The basket also solves another problem - I place mine on the bottom charcoal grate and it keeps the coals above the vent. I hope this helps. :D
Unlike propane, you'll never wake up scorched and naked in another county because you mishandled a bag of briquettes.

Post Tue Apr 16, 2013 8:55 am
Griffin well done
well done

Posts: 3312
Location: Dallas, Texas

x2 on what Canada said. That is a charcoal smoker. It works best with charcoal. You can add a few chunks for smoke flavor, but you don't want to cook with wood. Back when I used a similar offset (by Brinkman), I cut a thin piece of metal to fit in the cooking chamber that would block the direct heat of flames in the offset, but would still allow heat and smoke in. Sort of an angled baffle. Wish I had a picture I could share with you. I know its been covered in detail on the Smoke Ring Forum. Just can't find the thread right now.

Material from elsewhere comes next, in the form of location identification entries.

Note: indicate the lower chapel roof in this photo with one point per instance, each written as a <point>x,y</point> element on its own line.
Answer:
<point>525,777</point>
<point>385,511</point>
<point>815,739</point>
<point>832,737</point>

Post Tue Apr 16, 2013 8:56 am
Griffin well done
well done

Posts: 3312
Location: Dallas, Texas

Something similar to this

Image

Post Tue Apr 16, 2013 1:15 pm
Fired medium-rare
medium-rare

Posts: 50
Location: Long Island
Thanks for the ideas.

I think I started out with charcoal and the smoker had a hard time getting hot enough, but I might have been using Kingsford. I tried Stubbs charcoal briquetts for the first time and these things burned way hotter, so maybe I will try these.

Post Tue Apr 16, 2013 2:26 pm
Griffin well done
well done

Posts: 3312
Location: Dallas, Texas

Play around and find the brand that works best for you. I used to use Kroger's brand of mesquite charcoal with my offset. The store was close, worked as well for me as Kingsford and was cheaper. I liked the mesqutie charcoal over the regular, but I grew up in South Texas where it grows like a weed and everybody uses it for bbq. I know some people think its overpowering, and for some things it is, but I still like it.